More about those later!

Why the title?

I'm a cyclist who lives in Taiwan. I was born in Taichung City. When I picked up the sport during my 3rd year in highschool, I used to ride my $120 bicycle up a hill know as the Big Belly (大肚山, Da-Du Shan) in the nearby Taichung County. That name Big Belly, in turn, came from the name of a misterious aborigionee tribe (papora). It's been said they were one of the major dominating forces of flat-land aborigonate clans in the central part of this island before we Chinese people (the Han nationality to be precise) immigrated during the 18th centry. Not much is known about them, and probably nobody nowadays knows what the word "Dwa Do" in their language really means, but the name survived.

Taiwan is a mountainous island.
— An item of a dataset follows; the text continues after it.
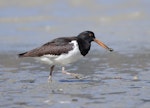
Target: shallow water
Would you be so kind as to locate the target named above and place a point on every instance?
(118, 79)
We don't have many flat lands to begine with. My hometown Taichung City, for example, is not really a plane but more a kind of basin, central of the western part of Taiwan. At the west of this basin lie the Da-Du Hills, although from the habit of the Mandarin language you might hear it mentioned as Da-Du "Mountains" or something like that. At the eastern part we got Da-Keng, and the south-western we got Ba-Gua "Mountains." People who cycle in central Taiwan must be familiar with these areas.





Right. What about me? Well, I first learned to climb on one of the roads in the Da-Du hills. Not that I was an excellent climber... but to get a taste of it, nothing beats a 10% gradient, 500-meter-long, unforgiving, two-lane, you-can-only-see-sky-at-the-end deserted paved road in the middle of nowhere. Between the heavy breathing and hard pedaling action you find yourself a sort of rhythm, with the burning sensations in your legs, sweat forming on your forehead, and heart rate rocketing sky hight at a rate far greater than you are physically going upwards. And of course, the satisfactions that came after conquering it.


(Below are links to three photos of this very climb:

Chung-Tai Road overview;
Mid Sections of the climb;
and School of Theology at the roadside;

courtesy of Edinman)


Funny thing is I gave a name of that small nasty road all those years back, and it was adopted by the people riding around ever since. Although they might not know the origin (and would probably never bother anyway). If you understand the Chinese language, the nickname came from the School of Theology at the roadside, third link above. 神召天梯 means a ladder towards heaven, for those who have received God's call.

Of course from a competitive cyclist point of view it's nothing to brag about, but considering that it was my very first climb, an accent which I managed to finish without stopping on only the second attempt (stopped three times the previous day), it was still quite an achievement. And the stories pretty much started from here.